As Moonbase Central moves towards its eighth anniversary I feel the urge to immerse myself in all things SWORD…..
The year is 3031, and the Earth is a dying world after being stuck by a giant meteor. Surviving land masses resemble the surface of the Moon. Prior to the catastrophe the world’s natural resources were already running out, and Project S.W.O.R.D had been created by the World Council to probe space searching for minerals and colonise the planets. Now it would be tasked to be mankind’s saviour, evacuating those deemed to be best able to create habitable environments on alien worlds, and creating rehabilitation camps for the thousands left behind known as The Rejects.
But then there are those survivors who see Project S.W.O.R.D as just another interfering face of authority organising their lives. Even though the Earth is shattered they see a clean slate, and a new start. Some of these survivors also see Project S.W.O.R.D as the enemy and carry out acts of terrorism against them. These are The Casuals.
And finally, using its vast array of specialist vehicles normally used to probe deep into other planets, S.W.O.R.D is now tasked to investigate the colossal damage caused by the meteor, and attempt to save the dying Earth.
As many Gerry Anderson toy collectors and readers of TV21 will know, this bleak dystopian future for mankind was one of the more complex concepts dreamed up to help sell a range of space toys marketed by Century 21 Toys.
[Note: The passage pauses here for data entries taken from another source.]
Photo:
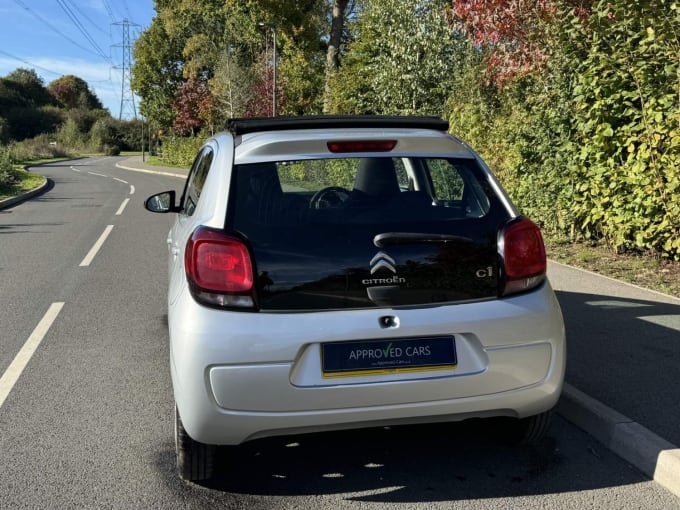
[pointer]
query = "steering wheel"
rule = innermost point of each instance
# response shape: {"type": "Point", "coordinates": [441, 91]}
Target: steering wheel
{"type": "Point", "coordinates": [332, 196]}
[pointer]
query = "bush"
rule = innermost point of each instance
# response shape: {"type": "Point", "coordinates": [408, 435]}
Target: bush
{"type": "Point", "coordinates": [111, 150]}
{"type": "Point", "coordinates": [40, 147]}
{"type": "Point", "coordinates": [181, 151]}
{"type": "Point", "coordinates": [7, 174]}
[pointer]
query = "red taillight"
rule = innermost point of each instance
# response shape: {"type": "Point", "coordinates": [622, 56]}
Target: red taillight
{"type": "Point", "coordinates": [362, 146]}
{"type": "Point", "coordinates": [523, 256]}
{"type": "Point", "coordinates": [219, 268]}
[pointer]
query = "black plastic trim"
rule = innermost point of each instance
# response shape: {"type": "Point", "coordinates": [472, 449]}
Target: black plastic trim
{"type": "Point", "coordinates": [255, 124]}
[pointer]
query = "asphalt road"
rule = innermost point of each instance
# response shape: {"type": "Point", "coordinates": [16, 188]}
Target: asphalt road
{"type": "Point", "coordinates": [88, 423]}
{"type": "Point", "coordinates": [623, 347]}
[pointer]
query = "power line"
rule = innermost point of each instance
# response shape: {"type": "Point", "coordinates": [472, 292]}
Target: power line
{"type": "Point", "coordinates": [21, 4]}
{"type": "Point", "coordinates": [82, 29]}
{"type": "Point", "coordinates": [75, 6]}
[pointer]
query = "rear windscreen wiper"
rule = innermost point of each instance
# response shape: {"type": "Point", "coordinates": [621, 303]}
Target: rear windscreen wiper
{"type": "Point", "coordinates": [391, 238]}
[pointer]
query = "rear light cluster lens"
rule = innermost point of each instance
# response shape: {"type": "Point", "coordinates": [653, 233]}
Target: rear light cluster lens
{"type": "Point", "coordinates": [362, 146]}
{"type": "Point", "coordinates": [219, 269]}
{"type": "Point", "coordinates": [524, 257]}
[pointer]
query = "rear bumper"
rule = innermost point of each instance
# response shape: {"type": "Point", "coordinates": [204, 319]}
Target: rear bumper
{"type": "Point", "coordinates": [240, 376]}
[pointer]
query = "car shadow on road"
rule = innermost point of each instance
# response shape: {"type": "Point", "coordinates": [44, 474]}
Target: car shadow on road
{"type": "Point", "coordinates": [626, 353]}
{"type": "Point", "coordinates": [413, 464]}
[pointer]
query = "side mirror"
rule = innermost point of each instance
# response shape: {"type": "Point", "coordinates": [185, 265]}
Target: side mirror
{"type": "Point", "coordinates": [161, 202]}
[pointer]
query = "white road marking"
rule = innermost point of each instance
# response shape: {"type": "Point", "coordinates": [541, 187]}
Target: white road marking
{"type": "Point", "coordinates": [11, 375]}
{"type": "Point", "coordinates": [122, 207]}
{"type": "Point", "coordinates": [93, 251]}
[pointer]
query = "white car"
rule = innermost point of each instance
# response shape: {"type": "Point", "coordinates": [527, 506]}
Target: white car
{"type": "Point", "coordinates": [332, 272]}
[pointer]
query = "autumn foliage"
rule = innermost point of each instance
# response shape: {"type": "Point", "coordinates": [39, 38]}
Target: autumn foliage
{"type": "Point", "coordinates": [516, 32]}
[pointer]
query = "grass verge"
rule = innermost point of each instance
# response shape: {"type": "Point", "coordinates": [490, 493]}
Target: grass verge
{"type": "Point", "coordinates": [645, 270]}
{"type": "Point", "coordinates": [154, 161]}
{"type": "Point", "coordinates": [25, 181]}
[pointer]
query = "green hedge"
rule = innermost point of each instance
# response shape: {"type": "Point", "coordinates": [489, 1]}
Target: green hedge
{"type": "Point", "coordinates": [179, 151]}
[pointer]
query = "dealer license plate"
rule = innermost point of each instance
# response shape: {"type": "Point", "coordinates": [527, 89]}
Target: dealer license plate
{"type": "Point", "coordinates": [373, 357]}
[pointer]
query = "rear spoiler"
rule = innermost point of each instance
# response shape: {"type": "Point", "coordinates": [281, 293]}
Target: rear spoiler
{"type": "Point", "coordinates": [252, 125]}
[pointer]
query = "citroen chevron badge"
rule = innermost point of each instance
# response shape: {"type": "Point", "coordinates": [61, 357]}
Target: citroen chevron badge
{"type": "Point", "coordinates": [382, 259]}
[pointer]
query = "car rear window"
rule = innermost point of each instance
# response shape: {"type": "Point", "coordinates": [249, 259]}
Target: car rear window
{"type": "Point", "coordinates": [332, 234]}
{"type": "Point", "coordinates": [360, 190]}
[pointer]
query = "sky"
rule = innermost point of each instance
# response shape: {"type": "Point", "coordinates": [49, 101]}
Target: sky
{"type": "Point", "coordinates": [79, 37]}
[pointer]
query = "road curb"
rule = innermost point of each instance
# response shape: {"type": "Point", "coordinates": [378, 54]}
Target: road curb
{"type": "Point", "coordinates": [9, 202]}
{"type": "Point", "coordinates": [651, 454]}
{"type": "Point", "coordinates": [155, 172]}
{"type": "Point", "coordinates": [628, 284]}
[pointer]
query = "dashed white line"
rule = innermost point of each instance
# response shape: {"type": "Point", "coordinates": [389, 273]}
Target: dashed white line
{"type": "Point", "coordinates": [93, 251]}
{"type": "Point", "coordinates": [122, 207]}
{"type": "Point", "coordinates": [11, 375]}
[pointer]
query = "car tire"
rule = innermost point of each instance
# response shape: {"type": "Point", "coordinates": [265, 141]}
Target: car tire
{"type": "Point", "coordinates": [530, 430]}
{"type": "Point", "coordinates": [195, 460]}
A space exploration themed comic strip back story for Project S.W.O.R.D started in 1967 with issue 19 of the short lived’ Solo’ comic. This story ended abruptly with the cancellation of Solo in issue 31 with a rushed text ending. However it was the grittier dying world scenario that I preferred. I didn’t really concern myself that it was set over a thousand years in the future, and that technology would have advanced to a point when everyday things today would be totally unrecognisable in that far future.
I didn’t worry about the fact that a NASA experimental Dyna-Soar or a Space Glider from the late fifties and early sixties was part of the range, or even a then contemporary Apollo Saturn V imminently about to help put men on the Moon was also part of the fleet. Most of the designs were futuristic, and I was quite happy to read about the adventures of S.W.O.R.D Commander Bill Janson and his team as they struggled to maintain order on the dying Earth using a vast range of space-age vehicles in the 1968 Project S.W.O.R.D Annual, which was much more like the Century 21 publications that I was already familiar with, that and the text stories in TV 21 which started in April 2068 with the opening story, The Earth Will Die, in issue 168.
I don’t know whether the text stories in TV21, which lasted until issue 217 with a story entitled, ‘The End of the Beginning’, would have increased the toys sales. Personally, I would have preferred a comic strip, similar to the ones in the annual, but at least we got something.
Then there was the range of toys, many of which I never had at the time, but certainly enough to fuel my space-age childhood imagination, plus I got a free badge and a Space World Organisation for Research and Development manual.